We’ll report on the outcome of this case as it comes out.

Valdivia v. Schwarzenegger: 9th Circuit Hearing This Monday

This Monday, at 11am, in Courtroom 3, the United States Court of Appeals for the 9th Circuit will hear oral arguments in Valdivia v. Schwarzenegger, regarding the applicability of certain provisions approved by voters last November as part of Prop 9.

Fair disclosure: I’m somewhat involved in this case (as are several of my colleagues in CA universities) as a party to an amicus brief on behalf of the plaintiffs. Therefore, what follows is (as always) my own analysis, rather than any neutral introduction to the case.
The story behind Valdivia is this: after lengthy litigation between parolees and the state regarding parolees’ rights in parole revocation hearings, federal courts issued a consent decree, according to which the state consented to reform its procedures so as to grant parolees the right to a fair hearing, requiring probable cause, a speedy hearing within 35 days, the right to representation, and a larger array of intermediate sanctions.
Prop 9, adopted in 2008 under a title of victim rights, included some provisions that violate this consent decree. As you may recall, the proposition limited the cases in which legal counsel would be awarded to the indigent, as well as allowed for participation of more parties and relaxed evidentiary requirements for parole violations. Judge Karlton refused to implement these changes, arguing that they violate the prior consent decree, which was consistent with constitutional requirements. As a result, the victim-rights part was severed from the parole hearing limitations part, and Prop 9 came to life only partially.
The argument on behalf of the plaintiffs is, basically, that upholding Prop 9 in its entirety violates the minimum constitutional requirements for due process, the standards of which were the cornerstone for the consent decree.

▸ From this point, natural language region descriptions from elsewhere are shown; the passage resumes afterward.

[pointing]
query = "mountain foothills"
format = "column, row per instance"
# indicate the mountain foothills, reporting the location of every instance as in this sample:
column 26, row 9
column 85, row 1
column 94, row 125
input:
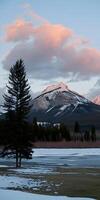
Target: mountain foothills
column 57, row 104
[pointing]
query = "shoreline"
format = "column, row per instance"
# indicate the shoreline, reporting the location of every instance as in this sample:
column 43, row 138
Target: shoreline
column 66, row 145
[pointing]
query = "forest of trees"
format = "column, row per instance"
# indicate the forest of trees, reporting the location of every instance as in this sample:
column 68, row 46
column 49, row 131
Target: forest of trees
column 17, row 135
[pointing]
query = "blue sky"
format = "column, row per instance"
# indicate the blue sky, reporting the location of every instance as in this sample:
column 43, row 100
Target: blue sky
column 81, row 17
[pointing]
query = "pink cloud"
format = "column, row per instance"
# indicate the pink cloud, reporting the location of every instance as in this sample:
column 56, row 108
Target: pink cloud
column 18, row 31
column 55, row 51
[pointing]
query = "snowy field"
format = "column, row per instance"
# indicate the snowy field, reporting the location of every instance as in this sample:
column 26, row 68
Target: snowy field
column 16, row 195
column 49, row 172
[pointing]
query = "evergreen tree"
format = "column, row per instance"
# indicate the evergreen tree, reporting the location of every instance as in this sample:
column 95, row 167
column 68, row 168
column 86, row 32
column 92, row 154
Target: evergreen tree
column 17, row 106
column 93, row 133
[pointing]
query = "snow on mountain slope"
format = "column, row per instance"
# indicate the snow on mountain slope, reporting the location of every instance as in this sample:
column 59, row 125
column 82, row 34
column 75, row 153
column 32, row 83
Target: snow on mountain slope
column 96, row 100
column 60, row 86
column 57, row 103
column 58, row 95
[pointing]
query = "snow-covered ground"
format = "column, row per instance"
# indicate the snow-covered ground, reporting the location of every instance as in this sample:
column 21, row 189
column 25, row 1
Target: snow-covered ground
column 17, row 195
column 66, row 152
column 44, row 161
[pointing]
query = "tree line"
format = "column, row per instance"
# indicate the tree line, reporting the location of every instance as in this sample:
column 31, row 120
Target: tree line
column 17, row 135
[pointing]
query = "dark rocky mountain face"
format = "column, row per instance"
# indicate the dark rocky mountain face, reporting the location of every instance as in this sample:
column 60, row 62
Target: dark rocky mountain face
column 59, row 104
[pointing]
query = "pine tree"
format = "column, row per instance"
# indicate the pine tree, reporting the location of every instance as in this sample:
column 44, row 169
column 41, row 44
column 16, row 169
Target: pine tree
column 17, row 106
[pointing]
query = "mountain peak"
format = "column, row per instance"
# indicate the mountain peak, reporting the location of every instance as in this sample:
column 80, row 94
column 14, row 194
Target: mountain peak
column 96, row 100
column 61, row 86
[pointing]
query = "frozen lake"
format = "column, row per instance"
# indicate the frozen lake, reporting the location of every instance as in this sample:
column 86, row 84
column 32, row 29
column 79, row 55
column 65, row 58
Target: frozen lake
column 71, row 158
column 55, row 172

In addition, upholding Prop 9 will mean a disastrous return to the state’s abysmal parole proceedings, generating more “revolving door” situations and exacerbating our severe overcrowding problem. Since the parole system has proven immune to every effort at reform save for compliance with court orders, rolling back these reforms will have terrible consequences.
Here is our brief. To keep things fair, here is the opposing amicus brief, arguing, in a nutshell, for upholding what is now state law. You can read and form your own opinion.

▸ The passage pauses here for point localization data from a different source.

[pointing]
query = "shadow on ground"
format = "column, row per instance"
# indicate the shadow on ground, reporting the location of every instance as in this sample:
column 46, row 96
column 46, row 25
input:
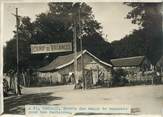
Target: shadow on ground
column 16, row 104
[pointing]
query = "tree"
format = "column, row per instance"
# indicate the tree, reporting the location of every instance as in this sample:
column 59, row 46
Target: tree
column 148, row 39
column 55, row 26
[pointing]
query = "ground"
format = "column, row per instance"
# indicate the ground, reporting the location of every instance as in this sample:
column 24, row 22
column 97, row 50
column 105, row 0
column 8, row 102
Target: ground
column 144, row 99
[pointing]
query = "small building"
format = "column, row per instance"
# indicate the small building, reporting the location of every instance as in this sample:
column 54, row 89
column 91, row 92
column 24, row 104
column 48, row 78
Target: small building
column 135, row 66
column 136, row 62
column 60, row 69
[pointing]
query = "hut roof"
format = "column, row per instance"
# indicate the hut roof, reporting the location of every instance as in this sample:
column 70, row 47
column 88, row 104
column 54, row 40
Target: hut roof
column 160, row 62
column 63, row 61
column 127, row 62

Schwarzenegger Confronts Prisons in Speech

By now some of you may have caught Governor Schwarzenegger’s State of the State speech today. The full speech can be accessed here. And, here is the Governor’s proposal, titled “Reshaping our Priorities to Shift Funding from Prisons to Universities”. Among other things, the proposal reads:

To realize cost savings in corrections, the amendment expands the authority of the California Department of Corrections and rehabilitation (CDCR) to lower costs by contracting with entities outside state government for prison operations and services. In line with the Governor’s commitment to public safety,the measure prohibits releasing prisoners early as a means of reducing costs.